Using data to improve customer experience and drive efficiency in a digital-first world

As the UX designer for this project, I conducted all design and research activities from initial conception to final MVP. I collaborated with a Product Owner from the client org, and worked with guidance from a Design Lead.

 
 
 
 

The client, a Fortune 500 telecom company, had begun logging a series of 5 standardized data points, captured and sequenced at every customer service touchpoint.

This project used that data to design transformed functionality for frontline agents, with the goal of creating a seamless care experience for call center agents and their customers.

 
 

Ideation

Initial brainstorming
Sketching

  • Defining terms and mapping data points

  • Testing assumptions: agents should be able to select or change a journey type

  • Generating ideas: this content could live in the sidebar, could be a floating action button, etc.
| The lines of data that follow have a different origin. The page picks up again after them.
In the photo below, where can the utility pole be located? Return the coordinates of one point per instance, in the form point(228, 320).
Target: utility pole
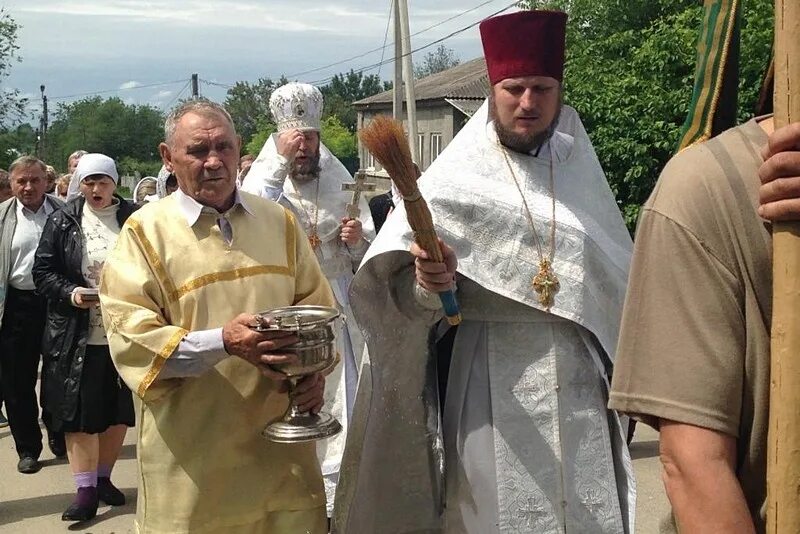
point(408, 76)
point(42, 145)
point(397, 108)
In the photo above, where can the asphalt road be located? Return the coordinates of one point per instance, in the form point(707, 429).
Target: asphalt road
point(32, 504)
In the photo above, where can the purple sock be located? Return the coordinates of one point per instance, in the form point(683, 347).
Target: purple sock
point(104, 471)
point(85, 480)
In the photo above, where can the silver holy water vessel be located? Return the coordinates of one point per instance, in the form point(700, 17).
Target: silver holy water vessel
point(314, 352)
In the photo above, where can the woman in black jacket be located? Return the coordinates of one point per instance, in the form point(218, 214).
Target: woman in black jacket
point(83, 391)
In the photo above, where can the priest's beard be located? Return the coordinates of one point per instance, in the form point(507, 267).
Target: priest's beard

  • Applying to use cases: how would this experience work with a typical modem reboot scenario?

Early collaboration
A week of stakeholder workshops

  • Identifying top customer and agent pain points along the journey

  • Exploring possible solutions and feature prioritization

  • Incorporating stakeholder and influencer voices early on in the design process

  • Defining overall strategic direction and requirements

 
 

Solutions

Based on the outcomes of the ideation phase, we established that design solutions would focus on the highest-impact pain points in 3 key phases of the customer service journey:

The beginning of a conversation, during a conversation, and the end of a conversation.

 

Beginning a conversation
Categorizing the customer journey

We wanted all customer interactions that happen in a single journey to be tied together and accessible in one place. This way, an agent could view a customer’s overall billing journey, and see all the calls and events that occurred for that customer related to their problems with their bill. In order to tie all the events together, I needed create a way for agents to confirm or edit the type of problem the customer is having.
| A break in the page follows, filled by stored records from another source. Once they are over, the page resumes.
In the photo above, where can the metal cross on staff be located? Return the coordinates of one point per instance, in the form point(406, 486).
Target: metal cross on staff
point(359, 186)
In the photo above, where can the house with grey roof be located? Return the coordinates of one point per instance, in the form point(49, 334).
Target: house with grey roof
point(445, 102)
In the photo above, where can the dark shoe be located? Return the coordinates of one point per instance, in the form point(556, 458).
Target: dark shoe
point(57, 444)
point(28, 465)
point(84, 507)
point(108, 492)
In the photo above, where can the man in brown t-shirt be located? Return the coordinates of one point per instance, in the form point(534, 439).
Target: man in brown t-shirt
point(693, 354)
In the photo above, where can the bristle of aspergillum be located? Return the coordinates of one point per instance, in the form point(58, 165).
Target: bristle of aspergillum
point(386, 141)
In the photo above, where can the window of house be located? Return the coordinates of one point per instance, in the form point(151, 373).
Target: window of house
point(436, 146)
This work was developed and deployed in early 2021.

 
 

During a conversation
Concept: Automated journey timeline

The existing platform had only 1 free text area for agents to take all notes, which had to be typed by hand. Our research showed that:

  • Most agents take minimal notes, if at all

  • Any notes recorded are typed in shorthand, and are illegible or not descriptive

  • Most agents do not review the notes from previous agents due to their low quality combined with the time & effort it takes to find them.

For the “During” phase solution, I designed a running timeline to display all activities and actions taken on a customer account in order to reduce the need for agents to take notes, or rely on hastily-written note fragments by other agents.

 
 

Ending a conversation
Paying it forward

I designed and conducted research on the feature solution for “Disposition-ing”, which requires agents to answer a few questions before ending a call. 
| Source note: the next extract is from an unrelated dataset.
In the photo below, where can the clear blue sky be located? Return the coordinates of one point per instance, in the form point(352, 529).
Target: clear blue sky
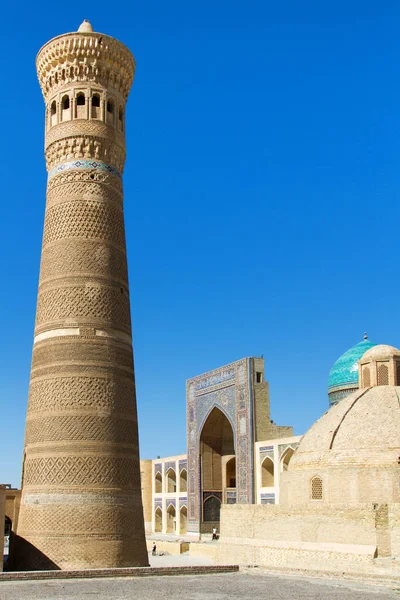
point(261, 189)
In this solution, the documentation entered by agent 1 at the end of their interaction is then surfaced to agent 2 at the start of their interaction if the customer calls back or is transferred.

This begins to solve some of the client’s biggest customer service frustrations:

  • Agents don’t have to start from scratch in their research on a customer problem, which makes them feel knowledgeable and prepared to assist the customer

  • Customers don’t have to re-tell their entire situation every time they pass from touchpoint to touchpoint, which means they no longer feel like they’re right back at the drawing board with their problem

  • Calls are documented in a standardized, comprehensive way, empowering agents by giving them detailed, dependable descriptions of the problem they need to solve

 
 
 

Validation research

I conducted a 2-part research trial to understand how frontline agents felt about the proposed solutions, and to measure the impact on customer support quality and average call handle time.

 

Part 1
We’re adding a step for agents to complete at the end of each call. How will this impact call handle time? Will agents see the value in doing this additional work?

  • Included roughly 30 agents across queues

  • Provided a Microsoft form version of the disposition questionnaire to the agents

  • Agents completed the form at the end of every customer call for a 2-week period

  • After the 2-week period wrapped, we assessed the change in those agents’ AHT (average handle time) as compared to their AHT for calls when they did not have to complete a disposition form. The client product team ruled the change as negligible.

 
 
 

Part 2
Are the incoming call summaries useful to agents? How might having this context at the start of a call change how they support a customer?

Using the real-life disposition content entered by agents in part 1, I designed a prototype with summaries that agents would see at the beginning of a call.

Agents answered 3 sets of questions:

  • Rating the usefulness of context summaries (content)

  • A/B test with two possible layouts

  • Reviewing the disposition form and recording any concerns about using it in their workflow

 

Research highlights

What customer care agents said about this solution

Quote 1: “This will make us look like we are going to follow through on promises and that we know what we are doing.” Quote 2: “It's going to make our customers more confident in us as agents and they will have a much more consistent experience.”